Impact of Calcination Temperature on the Properties and Photocatalytic Efficiency of Cd0.6Mg0.2Cu0.2Fe2O4 Spinel Ferrites Synthesized via the Sol–Gel Method
Abd Raouf Jdidi, Wided Nouira, Ahmed Selmi, Nidhal Drissi, Mohamed Aissa, Sobhi Hcini, M. Gassoumi
Abstract
This study investigates the influence of calcination temperature on the structural, morphological, and optical properties of Cd0.6Mg0.2Cu0.2Fe2O4 spinel ferrites synthesized via the sol–gel method. By varying the calcination temperatures (950 °C and 1050 °C), we analyze changes in crystallinity, cation distribution, and energy band gap using X-ray diffraction (XRD), scanning electron microscopy (SEM), X-ray photoelectron spectroscopy (XPS), and UV–visible spectroscopy.
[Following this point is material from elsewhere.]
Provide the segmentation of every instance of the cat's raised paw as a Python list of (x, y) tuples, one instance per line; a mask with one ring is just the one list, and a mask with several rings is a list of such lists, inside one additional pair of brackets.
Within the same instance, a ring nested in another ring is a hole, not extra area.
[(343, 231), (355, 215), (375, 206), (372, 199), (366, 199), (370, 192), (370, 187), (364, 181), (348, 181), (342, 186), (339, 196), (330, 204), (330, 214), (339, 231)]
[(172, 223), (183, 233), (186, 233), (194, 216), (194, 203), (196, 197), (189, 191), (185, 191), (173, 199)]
The results indicate that increasing calcination temperature enhances crystallinity and increases particle size while reducing the optical band gap energy. XPS analysis confirms shifts in cation site occupancy and an increase in oxygen vacancies at higher temperatures, which are crucial for charge carrier dynamics. Photocatalytic performance, evaluated through methylene blue degradation under UV light, improves with increasing calcination temperature due to enhanced charge separation and reduced recombination. These findings underscore the critical role of calcination temperature in optimizing spinel ferrites for environmental applications, particularly in wastewater treatment.